OK, I did further investigations:

I had a backup of the virtuoso db at the point just after loading the DBpedia 
dumps (en & de) and installing the DBpedia and rdf_mappers packages.
I replayed this backup and executed all 3 queries:

On Thursday 19 August 2010, Jörn Hees wrote:
> On Thursday 19 August 2010, Hugh Williams wrote:
> > SPARQL SELECT ?g count(*) WHERE { GRAPH ?g {?s ?p ?o.} } GROUP BY ?g
> > ORDER BY DESC 2;
> > 
> > SPARQL SELECT DISTINCT ?g WHERE { GRAPH ?g {?s ?p ?o.} };
> > 
> > select * from SPARQL_SELECT_KNOWN_GRAPHS_T;

All resulting in the same 26 graphs.

I then went to the conductor / RDF / Schemas tab and imported 
http://www.w3.org/2004/02/skos/core/history/2006-04-18.rdf .
Then went to the Graphs tab, deleted the http://www.w3.org/2004/02/skos/core 
graph (worked fine), and renamed 
http://www.w3.org/2004/02/skos/core/history/2006-04-18.rdf to  
http://www.w3.org/2004/02/skos/core .

After this the first of the queries results in 27 graphs, both others in 26.
(In the first one the 
http://www.w3.org/2004/02/skos/core/history/2006-04-18.rdf still exists.)

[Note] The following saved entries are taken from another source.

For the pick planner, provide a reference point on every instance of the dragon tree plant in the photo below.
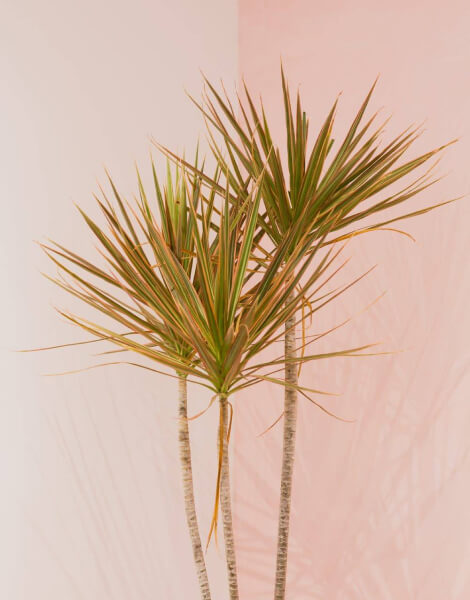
(302, 189)
(187, 285)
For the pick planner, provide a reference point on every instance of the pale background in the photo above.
(380, 507)
(91, 504)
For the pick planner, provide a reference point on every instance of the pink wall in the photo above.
(91, 503)
(92, 507)
(380, 507)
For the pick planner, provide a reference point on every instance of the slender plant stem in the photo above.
(188, 488)
(226, 503)
(288, 452)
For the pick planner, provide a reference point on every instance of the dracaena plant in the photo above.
(187, 285)
(304, 186)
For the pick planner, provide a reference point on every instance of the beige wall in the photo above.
(90, 505)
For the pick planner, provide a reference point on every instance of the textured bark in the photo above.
(188, 488)
(226, 504)
(288, 452)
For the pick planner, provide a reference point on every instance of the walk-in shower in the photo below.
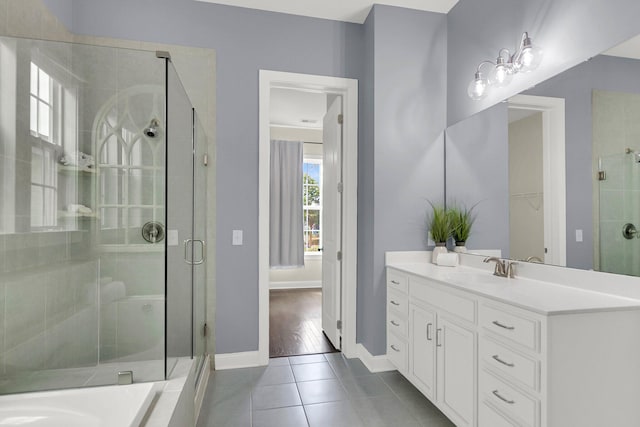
(102, 217)
(619, 212)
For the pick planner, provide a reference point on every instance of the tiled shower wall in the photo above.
(31, 18)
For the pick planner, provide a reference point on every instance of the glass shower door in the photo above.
(199, 248)
(619, 210)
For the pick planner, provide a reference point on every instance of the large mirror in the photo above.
(553, 174)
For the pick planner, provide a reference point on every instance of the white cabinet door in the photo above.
(422, 359)
(456, 371)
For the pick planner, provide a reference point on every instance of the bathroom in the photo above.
(401, 144)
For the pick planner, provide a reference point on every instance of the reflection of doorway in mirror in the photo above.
(537, 190)
(526, 203)
(616, 197)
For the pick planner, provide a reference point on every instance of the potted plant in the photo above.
(439, 225)
(461, 219)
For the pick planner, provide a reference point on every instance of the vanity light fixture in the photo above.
(525, 59)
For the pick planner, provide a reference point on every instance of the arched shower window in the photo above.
(128, 136)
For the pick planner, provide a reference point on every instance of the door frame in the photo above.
(554, 172)
(348, 89)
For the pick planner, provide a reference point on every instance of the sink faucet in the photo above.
(503, 268)
(500, 270)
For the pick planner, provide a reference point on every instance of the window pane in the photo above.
(33, 122)
(44, 91)
(36, 206)
(34, 79)
(44, 118)
(50, 207)
(37, 173)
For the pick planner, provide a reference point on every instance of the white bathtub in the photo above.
(111, 406)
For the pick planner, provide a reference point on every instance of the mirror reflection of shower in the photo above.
(152, 130)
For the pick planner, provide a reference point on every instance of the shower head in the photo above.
(152, 130)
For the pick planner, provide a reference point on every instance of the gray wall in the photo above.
(409, 56)
(63, 9)
(569, 31)
(478, 174)
(245, 41)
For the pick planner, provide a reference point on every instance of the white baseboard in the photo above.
(202, 385)
(374, 363)
(247, 359)
(309, 284)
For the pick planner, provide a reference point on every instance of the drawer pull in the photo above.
(497, 359)
(497, 394)
(510, 328)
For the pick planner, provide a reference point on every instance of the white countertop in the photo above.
(541, 297)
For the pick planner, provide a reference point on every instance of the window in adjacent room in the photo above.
(312, 204)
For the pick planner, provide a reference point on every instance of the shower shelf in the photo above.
(76, 169)
(65, 214)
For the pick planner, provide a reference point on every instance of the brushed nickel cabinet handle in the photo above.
(510, 328)
(497, 394)
(497, 359)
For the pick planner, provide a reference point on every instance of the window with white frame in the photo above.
(312, 204)
(45, 128)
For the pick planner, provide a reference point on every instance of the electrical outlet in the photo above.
(237, 238)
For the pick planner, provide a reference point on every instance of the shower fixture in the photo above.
(636, 154)
(152, 130)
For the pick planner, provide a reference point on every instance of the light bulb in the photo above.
(478, 87)
(529, 56)
(501, 75)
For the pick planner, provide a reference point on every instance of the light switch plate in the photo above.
(237, 238)
(172, 237)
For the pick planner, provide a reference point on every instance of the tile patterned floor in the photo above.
(325, 390)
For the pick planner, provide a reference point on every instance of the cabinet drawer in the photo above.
(398, 302)
(397, 281)
(431, 294)
(397, 324)
(508, 399)
(514, 327)
(488, 417)
(397, 352)
(510, 363)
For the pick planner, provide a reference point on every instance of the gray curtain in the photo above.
(286, 242)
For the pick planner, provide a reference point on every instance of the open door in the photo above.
(331, 223)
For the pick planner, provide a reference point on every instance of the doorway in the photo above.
(337, 246)
(537, 190)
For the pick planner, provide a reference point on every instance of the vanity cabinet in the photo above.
(440, 346)
(571, 358)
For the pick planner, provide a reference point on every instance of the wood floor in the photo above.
(295, 323)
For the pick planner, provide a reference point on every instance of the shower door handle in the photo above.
(203, 255)
(186, 251)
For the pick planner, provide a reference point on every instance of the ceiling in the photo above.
(628, 49)
(339, 10)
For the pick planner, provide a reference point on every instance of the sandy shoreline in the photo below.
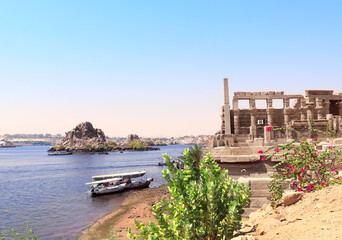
(137, 206)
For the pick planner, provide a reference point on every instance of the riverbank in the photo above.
(136, 207)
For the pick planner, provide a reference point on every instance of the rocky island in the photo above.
(84, 138)
(5, 144)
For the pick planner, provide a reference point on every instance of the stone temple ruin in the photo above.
(243, 131)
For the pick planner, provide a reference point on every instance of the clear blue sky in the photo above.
(155, 68)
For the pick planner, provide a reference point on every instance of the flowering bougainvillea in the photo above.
(304, 165)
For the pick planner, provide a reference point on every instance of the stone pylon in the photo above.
(227, 125)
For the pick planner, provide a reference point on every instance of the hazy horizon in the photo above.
(156, 68)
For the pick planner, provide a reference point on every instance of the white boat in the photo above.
(140, 183)
(120, 175)
(111, 185)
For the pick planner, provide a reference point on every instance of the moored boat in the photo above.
(120, 175)
(57, 153)
(136, 184)
(119, 182)
(107, 186)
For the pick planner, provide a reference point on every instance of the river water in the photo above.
(51, 190)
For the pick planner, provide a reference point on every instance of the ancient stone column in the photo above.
(253, 123)
(236, 122)
(226, 107)
(286, 103)
(269, 113)
(309, 115)
(319, 108)
(269, 117)
(302, 115)
(235, 103)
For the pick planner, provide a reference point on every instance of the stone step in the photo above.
(260, 192)
(257, 202)
(249, 211)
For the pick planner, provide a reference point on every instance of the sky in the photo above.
(156, 68)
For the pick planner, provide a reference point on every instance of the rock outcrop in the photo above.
(4, 143)
(130, 138)
(82, 139)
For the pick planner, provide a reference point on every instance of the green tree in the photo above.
(204, 203)
(308, 168)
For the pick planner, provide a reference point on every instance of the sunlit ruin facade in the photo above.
(244, 131)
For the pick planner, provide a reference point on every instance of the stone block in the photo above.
(260, 193)
(261, 183)
(248, 211)
(258, 202)
(292, 198)
(241, 151)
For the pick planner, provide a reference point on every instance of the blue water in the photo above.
(51, 190)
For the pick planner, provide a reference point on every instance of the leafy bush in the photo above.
(204, 203)
(305, 166)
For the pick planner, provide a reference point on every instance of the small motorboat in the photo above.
(120, 175)
(117, 182)
(141, 183)
(107, 186)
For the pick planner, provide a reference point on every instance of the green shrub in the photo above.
(305, 166)
(204, 203)
(27, 233)
(137, 145)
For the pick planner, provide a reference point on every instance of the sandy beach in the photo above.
(136, 207)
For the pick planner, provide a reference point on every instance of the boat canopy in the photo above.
(120, 175)
(106, 180)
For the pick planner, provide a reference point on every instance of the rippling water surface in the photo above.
(51, 190)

I went back to the Schemas tab and deleted the 
http://www.w3.org/2004/02/skos/core/history/2006-04-18.rdf Schema. Still the 
same behavior, so 27 vs. 26 graphs.

When I now try to delete the http://www.w3.org/2004/02/skos/core from the 
Graphs tab the first query returns 26 graphs, the second and third 25. The 
http://www.w3.org/2004/02/skos/core/history/2006-04-18.rdf is still there.

I then tried to *manually delete* the persisting graph:
  sparql clear graph
  <http://www.w3.org/2004/02/skos/core/history/2006-04-18.rdf>;
The result is even stranger:
If I do
  sparql select count(*) from
  <http://www.w3.org/2004/02/skos/core/history/2006-04-18.rdf>
  where {?s ?p ?o};
I get 0 rows.
BUT: my first sparql query still tells me that there are 1196 triples in that 
graph!
Also: if I execute this sql query:
  select distinct id_to_iri(g) from rdf_quad;
or this one:
  select distinct id_to_iri(g), count(*) from rdf_quad group by g;
The *graph still exists*.

A control query:
  sparql select count(*) from <http://dbpedia.org> where {?s ?p ?o} ;
tells me that there are 258867871 rows in my DBpedia dump.


As a side-question: why do all those queries take so long? Isn't there a 
primary key index on the rdf_quad table for g,s,p,o which they should be able 
to use and return with the count in a split second?


If you want I can provide you with a detailed description how I imported the 
DBpedia dumps (en & de) and could even give you the backup (11 GB gzipped).